También la mala filtración puede influir en la mala ventilación del espacio interior y traducirse en un incremento del aire contaminado y viciado.

Medidas para mitigar y controlar esta situación

Con el fin de mitigar y controlar aquellas situaciones que puedan desembocar en problemas de salud para los trabajadores en el ámbito laboral, se pueden seguir una serie de sencillas medidas especialmente, en aquellos casos en los que existan sospechas acerca de la influencia del edificio en las condiciones de salubridad de sus habitantes:

  • Localizar los focos que producen la contaminación y diseñar las acciones necesarias para reducir sus efectos sobre la salud o su eliminación si fuera posible.
  • Mantener unas condiciones de temperatura y humedad relativa adecuadas, es decir, unos valores de temperatura entre 20 ºC, y 26 ºC; una humedad relativa entre el 40% y el 70% y una velocidad del aire que no sea excesivamente elevada y dificulte el trabajo o haga que se produzcan corrientes de aire molestas o perjudiciales para las personas.
  • Equilibrar las presiones en distintos puntos del edificio.
  • Realizar revisiones periódicas de los sistemas de ventilación y climatización para asegurar su correcto funcionamiento.
  • Utilizar instrumentos de medición como sensores de CO2 o sondas de calidad del aire que permitan detectar niveles de contaminantes superiores a los aceptables con el fin de ajustar los sistemas de ventilación y conseguir una adecuada renovación del aire interior.

Es importante tener en cuenta que el aire interior debe estar libre de contaminantes y de olores.
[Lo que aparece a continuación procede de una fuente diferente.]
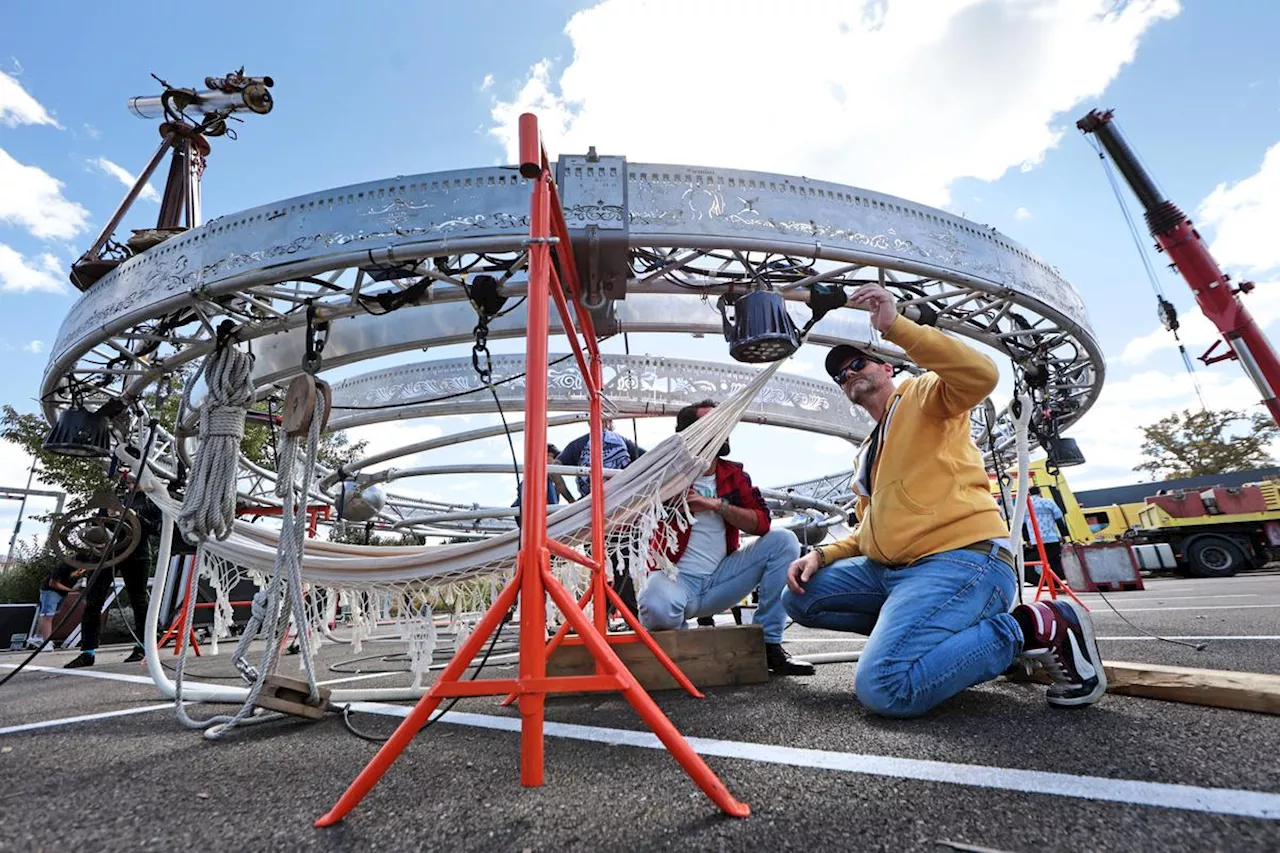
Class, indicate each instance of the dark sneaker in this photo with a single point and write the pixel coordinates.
(83, 658)
(1059, 635)
(782, 664)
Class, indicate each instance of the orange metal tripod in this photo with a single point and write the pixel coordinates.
(549, 259)
(1050, 582)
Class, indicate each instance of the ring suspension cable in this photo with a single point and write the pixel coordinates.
(1165, 309)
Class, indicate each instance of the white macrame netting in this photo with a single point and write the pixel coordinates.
(357, 591)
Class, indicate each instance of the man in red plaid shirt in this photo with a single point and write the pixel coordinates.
(712, 571)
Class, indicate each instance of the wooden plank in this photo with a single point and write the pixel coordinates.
(709, 656)
(1191, 685)
(1216, 688)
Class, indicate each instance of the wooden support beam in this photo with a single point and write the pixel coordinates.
(1191, 685)
(292, 696)
(708, 656)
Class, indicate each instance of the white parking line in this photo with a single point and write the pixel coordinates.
(360, 678)
(1179, 597)
(800, 641)
(1216, 801)
(87, 717)
(1138, 610)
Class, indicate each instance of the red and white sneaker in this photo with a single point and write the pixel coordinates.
(1059, 635)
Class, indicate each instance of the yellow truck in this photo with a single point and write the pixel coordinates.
(1201, 528)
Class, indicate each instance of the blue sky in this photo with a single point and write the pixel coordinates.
(967, 104)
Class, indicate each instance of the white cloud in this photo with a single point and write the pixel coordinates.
(32, 199)
(1243, 217)
(19, 274)
(858, 97)
(19, 108)
(1110, 434)
(1194, 329)
(126, 177)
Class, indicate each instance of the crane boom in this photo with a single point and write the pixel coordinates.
(1176, 237)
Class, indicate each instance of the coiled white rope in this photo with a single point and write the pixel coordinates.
(283, 596)
(210, 505)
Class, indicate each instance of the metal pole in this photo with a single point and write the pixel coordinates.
(22, 507)
(1176, 236)
(128, 200)
(534, 555)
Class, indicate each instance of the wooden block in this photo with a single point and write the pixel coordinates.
(1189, 685)
(291, 696)
(707, 656)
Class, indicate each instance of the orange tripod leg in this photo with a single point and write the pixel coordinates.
(644, 705)
(417, 717)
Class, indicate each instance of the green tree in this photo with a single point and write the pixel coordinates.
(80, 478)
(1194, 443)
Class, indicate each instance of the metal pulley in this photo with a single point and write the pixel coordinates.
(103, 532)
(300, 405)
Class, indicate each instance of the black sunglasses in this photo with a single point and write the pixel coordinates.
(854, 366)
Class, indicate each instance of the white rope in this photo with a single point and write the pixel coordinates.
(210, 505)
(283, 596)
(1019, 510)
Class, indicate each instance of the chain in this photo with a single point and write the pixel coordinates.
(318, 333)
(480, 350)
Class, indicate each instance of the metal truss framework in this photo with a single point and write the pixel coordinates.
(657, 241)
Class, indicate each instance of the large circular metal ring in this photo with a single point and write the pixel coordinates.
(101, 533)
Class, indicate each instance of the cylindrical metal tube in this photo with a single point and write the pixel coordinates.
(254, 97)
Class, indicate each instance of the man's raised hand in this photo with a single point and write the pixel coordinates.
(878, 302)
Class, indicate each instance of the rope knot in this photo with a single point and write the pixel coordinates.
(224, 422)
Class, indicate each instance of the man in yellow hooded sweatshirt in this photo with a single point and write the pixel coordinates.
(928, 574)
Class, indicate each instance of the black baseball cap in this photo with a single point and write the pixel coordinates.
(842, 354)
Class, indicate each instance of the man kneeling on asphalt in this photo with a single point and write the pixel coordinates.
(928, 574)
(712, 573)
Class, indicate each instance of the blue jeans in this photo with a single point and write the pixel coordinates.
(935, 628)
(666, 603)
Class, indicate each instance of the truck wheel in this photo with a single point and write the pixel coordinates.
(1214, 556)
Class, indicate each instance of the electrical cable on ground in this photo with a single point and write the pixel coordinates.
(1198, 647)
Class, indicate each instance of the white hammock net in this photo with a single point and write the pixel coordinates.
(355, 592)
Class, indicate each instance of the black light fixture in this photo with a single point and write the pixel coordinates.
(1064, 452)
(81, 433)
(760, 329)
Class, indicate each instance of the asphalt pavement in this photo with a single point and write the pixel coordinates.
(993, 767)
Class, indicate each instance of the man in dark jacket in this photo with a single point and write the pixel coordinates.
(135, 571)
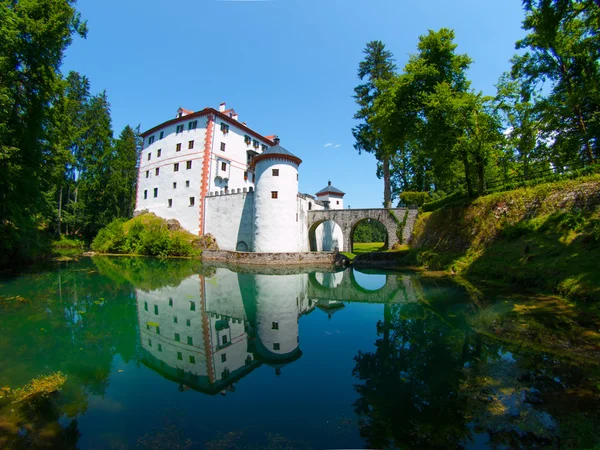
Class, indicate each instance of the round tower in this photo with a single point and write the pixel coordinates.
(276, 200)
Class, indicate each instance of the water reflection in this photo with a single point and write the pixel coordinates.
(410, 361)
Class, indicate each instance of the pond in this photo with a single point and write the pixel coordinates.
(176, 354)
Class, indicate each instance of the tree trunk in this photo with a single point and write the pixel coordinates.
(387, 191)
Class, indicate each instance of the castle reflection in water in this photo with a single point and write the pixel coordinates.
(211, 330)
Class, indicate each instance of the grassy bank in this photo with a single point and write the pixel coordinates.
(545, 237)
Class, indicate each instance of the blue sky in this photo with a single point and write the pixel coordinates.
(286, 66)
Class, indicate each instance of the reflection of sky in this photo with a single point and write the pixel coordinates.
(372, 282)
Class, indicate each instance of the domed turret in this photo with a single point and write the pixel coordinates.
(276, 200)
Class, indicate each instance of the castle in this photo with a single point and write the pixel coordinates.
(217, 176)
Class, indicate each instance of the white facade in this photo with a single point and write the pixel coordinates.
(197, 169)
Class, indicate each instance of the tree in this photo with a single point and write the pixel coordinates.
(378, 65)
(562, 47)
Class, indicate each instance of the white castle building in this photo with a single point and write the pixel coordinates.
(216, 175)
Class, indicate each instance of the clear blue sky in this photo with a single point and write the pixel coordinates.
(286, 66)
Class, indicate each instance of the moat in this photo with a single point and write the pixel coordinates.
(176, 354)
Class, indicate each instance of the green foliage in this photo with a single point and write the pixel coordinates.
(410, 198)
(144, 235)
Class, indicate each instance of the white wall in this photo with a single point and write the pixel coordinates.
(275, 219)
(230, 218)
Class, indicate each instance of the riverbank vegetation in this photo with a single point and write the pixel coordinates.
(62, 172)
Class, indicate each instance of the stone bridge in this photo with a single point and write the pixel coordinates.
(343, 287)
(348, 219)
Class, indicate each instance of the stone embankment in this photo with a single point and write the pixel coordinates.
(274, 259)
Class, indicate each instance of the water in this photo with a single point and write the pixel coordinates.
(174, 354)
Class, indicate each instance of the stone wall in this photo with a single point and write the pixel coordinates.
(290, 259)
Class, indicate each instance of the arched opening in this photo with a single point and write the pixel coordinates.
(368, 235)
(326, 236)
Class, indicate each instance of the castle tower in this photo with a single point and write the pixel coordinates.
(275, 200)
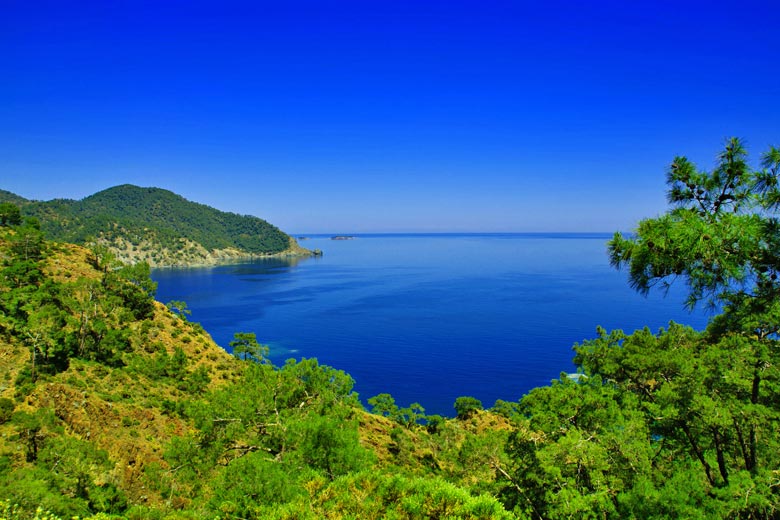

Debe tener además,  una temperatura y grado de humedad correctos y, en los espacios de trabajo, será recomendable realizar una separación conveniente de los espacios diferenciando las zonas laborales, de las zonas de máquinas, de comidas, etc. En definitiva, hacer que la salud prevalezca sobre otros aspectos como pueden ser los económicos o materiales que finalmente, repercutan negativamente en la calidad del ambiente.